Guilty of Everything
Francesco Clemente
Curated by Pat Elifritz
In 1986, the Italian painter Francesco Clemente (b. 1953) co-founded Hanuman Books, with the American publisher Raymond Foye. Clemente and Foye developed the publication series as an outlet for contemporary authors, poets, and artists, rare titles, and new translations. The small, pocket-sized books were designed by Clemente and published twelve times a year, yielding a catalog of over fifty individual titles by the early 1990s. Contributors included Eileen Myles, Simone Weil, Jean Genet, Dodie Bellamy, Jack Smith, and Herbert Huncke, among many others. Guilty of Everything presents the near entirety of the Hanuman catalog, with a series of paintings made by Clemente in the 1980s.
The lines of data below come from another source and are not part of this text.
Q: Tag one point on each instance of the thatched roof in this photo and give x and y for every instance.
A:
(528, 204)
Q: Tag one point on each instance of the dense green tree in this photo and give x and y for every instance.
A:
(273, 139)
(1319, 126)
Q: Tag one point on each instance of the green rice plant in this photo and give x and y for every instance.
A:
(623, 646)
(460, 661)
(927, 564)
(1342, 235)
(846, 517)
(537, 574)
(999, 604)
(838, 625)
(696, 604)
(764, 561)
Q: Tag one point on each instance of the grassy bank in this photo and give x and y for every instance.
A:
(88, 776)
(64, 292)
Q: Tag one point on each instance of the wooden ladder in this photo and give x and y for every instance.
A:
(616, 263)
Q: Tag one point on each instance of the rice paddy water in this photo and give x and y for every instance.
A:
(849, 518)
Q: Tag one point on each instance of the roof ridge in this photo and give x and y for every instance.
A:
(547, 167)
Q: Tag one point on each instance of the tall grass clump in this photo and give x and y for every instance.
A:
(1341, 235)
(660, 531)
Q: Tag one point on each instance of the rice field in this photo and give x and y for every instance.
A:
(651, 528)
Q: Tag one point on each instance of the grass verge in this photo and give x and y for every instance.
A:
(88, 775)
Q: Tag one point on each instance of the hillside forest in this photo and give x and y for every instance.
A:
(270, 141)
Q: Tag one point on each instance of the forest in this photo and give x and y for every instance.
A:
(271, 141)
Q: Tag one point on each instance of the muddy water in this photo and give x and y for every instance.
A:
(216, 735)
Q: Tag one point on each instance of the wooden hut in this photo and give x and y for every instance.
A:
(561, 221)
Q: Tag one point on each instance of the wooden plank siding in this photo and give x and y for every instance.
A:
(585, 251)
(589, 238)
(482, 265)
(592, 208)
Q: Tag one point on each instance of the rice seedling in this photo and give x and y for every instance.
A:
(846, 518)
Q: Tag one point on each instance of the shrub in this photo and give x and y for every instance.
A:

Together, the exhibition considers Clemente’s generative years of literary and visual reciprocity.
Liquid Modernity
Cory Arcangel, Tauba Auerbach, Ingrid and Iain Baxter, Mel Bochner, Dan Graham, Douglas Huebler, Marshall McLuhan, George Maciunas, N.E. Thing Co., Blake Rayne, Elaine Reichek, Bernar Venet, Stephen Willats
Curated by Lynn Maliszewski
Liquid Modernity is an exhibition that examines the legibility of data in artistic practice, primarily by way of printed media from the 1970s and 2000s. Sociologist Zygmunt Bauman’s book of the same name proposes that the epitome of modernity has shifted from rigid and rational to fluid and decentralized — an all too neat linear progression from “hardware” to “software” that this exhibition challenges. By placing two discrete generations of artistic practice in conversation with one another, Liquid Modernity reevaluates the ways in which the ubiquity of technology influences the interpretation of information.